Zone: 3 to 8
Soil: Sand to clay (prefers sandy)
Light: Sun to part shade
Height: 100 ft and possibly up to 150 ft.
Moisture: Dry to average
Attracts: Birds and mammals
Notes: This tree is one of my favourites. It is the provincial tree of Ontario and the tallest tree in N.E. America. Since it has a long straight trunk, large stands of White Pine were cleared by early settlers for building ships and other structures. In addition,white pine blister rust has also impacted the growth of seedlings. Do not plant members of the Ribes genus near this tree since they are part of the life-cycle of the fungus that causes rust.
The tree can be tall with branches growing flat at 90° to the trunk when it is crowded by other trees. The branches and leaves are found on the top third of the tree in mature specimens. If given some room, it grows into a splendid tree with a much more oval shape that makes it almost unrecognisable. The leaves are distinctly soft and come in bundles of five.

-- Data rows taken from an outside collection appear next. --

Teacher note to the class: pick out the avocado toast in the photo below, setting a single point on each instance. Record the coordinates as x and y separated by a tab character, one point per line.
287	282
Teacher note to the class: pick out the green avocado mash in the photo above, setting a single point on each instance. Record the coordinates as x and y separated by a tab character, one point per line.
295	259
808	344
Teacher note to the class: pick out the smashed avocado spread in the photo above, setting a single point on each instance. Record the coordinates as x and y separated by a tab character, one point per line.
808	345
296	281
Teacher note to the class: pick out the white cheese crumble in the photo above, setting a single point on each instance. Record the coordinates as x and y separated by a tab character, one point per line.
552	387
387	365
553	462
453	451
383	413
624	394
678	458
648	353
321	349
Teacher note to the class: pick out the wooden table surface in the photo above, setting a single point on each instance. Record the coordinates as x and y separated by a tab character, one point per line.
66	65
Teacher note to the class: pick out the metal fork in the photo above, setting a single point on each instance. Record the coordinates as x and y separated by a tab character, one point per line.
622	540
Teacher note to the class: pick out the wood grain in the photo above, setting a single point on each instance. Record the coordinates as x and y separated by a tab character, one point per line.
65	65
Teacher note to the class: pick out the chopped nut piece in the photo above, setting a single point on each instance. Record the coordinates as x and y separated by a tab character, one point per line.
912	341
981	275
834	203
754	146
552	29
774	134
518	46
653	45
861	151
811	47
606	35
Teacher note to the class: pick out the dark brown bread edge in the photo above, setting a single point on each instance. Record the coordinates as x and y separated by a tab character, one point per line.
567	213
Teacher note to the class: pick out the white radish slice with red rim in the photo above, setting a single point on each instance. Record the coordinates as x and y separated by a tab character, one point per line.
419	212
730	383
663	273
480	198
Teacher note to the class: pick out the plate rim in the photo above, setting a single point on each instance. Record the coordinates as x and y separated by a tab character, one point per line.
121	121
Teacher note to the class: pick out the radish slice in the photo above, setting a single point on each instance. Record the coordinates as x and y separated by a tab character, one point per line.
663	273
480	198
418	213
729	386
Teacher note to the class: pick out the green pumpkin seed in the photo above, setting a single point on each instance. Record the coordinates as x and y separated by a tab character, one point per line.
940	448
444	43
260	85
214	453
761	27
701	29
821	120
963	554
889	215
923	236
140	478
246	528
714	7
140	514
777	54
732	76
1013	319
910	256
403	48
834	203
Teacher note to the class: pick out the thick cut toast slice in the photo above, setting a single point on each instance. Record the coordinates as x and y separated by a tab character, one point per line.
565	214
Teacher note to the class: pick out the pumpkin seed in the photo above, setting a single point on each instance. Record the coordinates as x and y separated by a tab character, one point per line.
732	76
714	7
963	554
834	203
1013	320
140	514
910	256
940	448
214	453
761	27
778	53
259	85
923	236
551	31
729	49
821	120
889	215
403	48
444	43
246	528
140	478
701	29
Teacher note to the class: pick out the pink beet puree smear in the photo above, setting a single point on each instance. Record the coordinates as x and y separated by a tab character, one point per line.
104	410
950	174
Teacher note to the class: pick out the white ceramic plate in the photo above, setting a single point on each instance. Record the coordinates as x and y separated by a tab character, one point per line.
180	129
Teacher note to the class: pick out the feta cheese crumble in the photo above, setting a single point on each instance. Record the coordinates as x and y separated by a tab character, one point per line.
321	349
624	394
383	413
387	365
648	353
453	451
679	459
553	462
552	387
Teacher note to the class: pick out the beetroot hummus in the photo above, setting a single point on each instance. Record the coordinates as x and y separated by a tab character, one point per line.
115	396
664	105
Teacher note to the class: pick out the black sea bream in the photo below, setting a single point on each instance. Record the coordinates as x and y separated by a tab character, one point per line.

The rare white pines that have survived the chop and disease, and which have grown taller than any of the surrounding trees, are important for providing shelter to bears and birds of prey. Tall White Pines, where present, account for the vast majority of nesting sites of Bald Eagles and Ospreys. Warblers use white pine for cover and nesting and the tree is associated with red squirrels, porcupines and many bird species that use it as a food source. It is also feeds hundreds of insect species. Out of all the conifers in the North East, this tree supports the largest diversity of wildlife. The clear cutting of forests removes these trees without regard for their ecological significance.
It is best planted away from roads as it is intolerant of salt. It does particularly well in sandy soils with some moisture.